Skip to main content

Capturing traces with gpufl trace

gpufl trace is the fastest way to try GPUFlight on an existing CUDA program. You do not need to link the SDK or edit application code. The launcher starts your program with GPUFlight injected, writes local NDJSON logs, and can optionally upload the result when the process exits.

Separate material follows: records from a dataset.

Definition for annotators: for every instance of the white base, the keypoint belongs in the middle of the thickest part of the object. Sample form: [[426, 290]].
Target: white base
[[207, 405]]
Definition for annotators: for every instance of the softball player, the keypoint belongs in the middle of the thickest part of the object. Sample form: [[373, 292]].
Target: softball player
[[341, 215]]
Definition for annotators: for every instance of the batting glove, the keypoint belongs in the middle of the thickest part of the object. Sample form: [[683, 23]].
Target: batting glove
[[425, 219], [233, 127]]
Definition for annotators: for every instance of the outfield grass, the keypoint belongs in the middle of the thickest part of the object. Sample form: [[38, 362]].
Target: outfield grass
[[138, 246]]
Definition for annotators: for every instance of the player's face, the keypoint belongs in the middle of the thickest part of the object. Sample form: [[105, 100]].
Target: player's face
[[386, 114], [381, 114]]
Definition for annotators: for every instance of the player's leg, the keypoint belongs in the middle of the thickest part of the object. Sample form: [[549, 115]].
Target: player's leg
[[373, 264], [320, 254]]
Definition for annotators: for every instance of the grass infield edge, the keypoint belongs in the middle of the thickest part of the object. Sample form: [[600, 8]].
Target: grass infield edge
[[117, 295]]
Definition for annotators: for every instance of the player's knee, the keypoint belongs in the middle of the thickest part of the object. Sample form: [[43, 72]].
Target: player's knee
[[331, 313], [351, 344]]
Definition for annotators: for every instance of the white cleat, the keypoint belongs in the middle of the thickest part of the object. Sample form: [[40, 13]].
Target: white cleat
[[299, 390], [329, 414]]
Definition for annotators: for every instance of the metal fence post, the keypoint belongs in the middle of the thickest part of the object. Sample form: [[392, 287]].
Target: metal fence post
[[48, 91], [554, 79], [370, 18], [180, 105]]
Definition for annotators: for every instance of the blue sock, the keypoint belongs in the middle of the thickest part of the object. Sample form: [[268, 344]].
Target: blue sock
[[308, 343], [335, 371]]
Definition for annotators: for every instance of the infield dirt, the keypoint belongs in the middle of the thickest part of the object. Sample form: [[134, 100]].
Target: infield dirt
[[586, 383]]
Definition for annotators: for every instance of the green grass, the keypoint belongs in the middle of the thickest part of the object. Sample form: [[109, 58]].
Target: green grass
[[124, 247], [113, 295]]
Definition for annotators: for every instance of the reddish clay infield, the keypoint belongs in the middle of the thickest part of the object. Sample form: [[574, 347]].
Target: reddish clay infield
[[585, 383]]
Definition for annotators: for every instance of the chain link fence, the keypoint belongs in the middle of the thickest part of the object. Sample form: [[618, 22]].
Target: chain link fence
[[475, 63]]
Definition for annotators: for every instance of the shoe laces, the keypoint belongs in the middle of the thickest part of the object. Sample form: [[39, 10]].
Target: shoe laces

A trace session captures the launched process. For an application that already embeds GPUFlight and calls gpufl::init() itself, run the application normally and configure the embedded SDK path instead of assuming it can also be wrapped by gpufl trace.

Basic run

gpufl trace -- python train.py

On Windows:

gpufl.exe trace -- python train.py

GPUFlight creates a local session directory under ~/.gpufl/traces/ on Linux/macOS or %USERPROFILE%\.gpufl\traces\ on Windows. The directory contains one subfolder per session id, with device.log, scope.log, and system.log files.

Name and output directory

gpufl trace --name=resnet50-smoke --output=./runs/resnet50 -- python train.py

The output directory is the source of truth. You can inspect it locally, upload it later with gpufl upload, or let gpufl-agent tail it in a production setup.

Pick capture passes

By default, gpufl trace runs one Trace pass, which captures kernel, memcpy/memset, synchronization, launch details, and system metrics. For explicit control, pass --passes:

# Same as the default.
gpufl trace --passes=Trace -- python train.py

# Timeline plus PM hardware-counter sampling in isolated passes.
gpufl trace --passes=Trace,PmSampling -- python train.py

# Deep shorthand: Trace,PcSampling,SassMetrics.
gpufl trace --passes=Deep -- python train.py

PcSampling, SassMetrics, PmSampling, and Range Profiler engines use NVIDIA performance-counter APIs. On Linux, NVIDIA may restrict those counters to administrator users until you relax the driver setting. See Linux Configuration.

For monitoring-only GPU/host telemetry, use gpufl monitor instead of gpufl trace.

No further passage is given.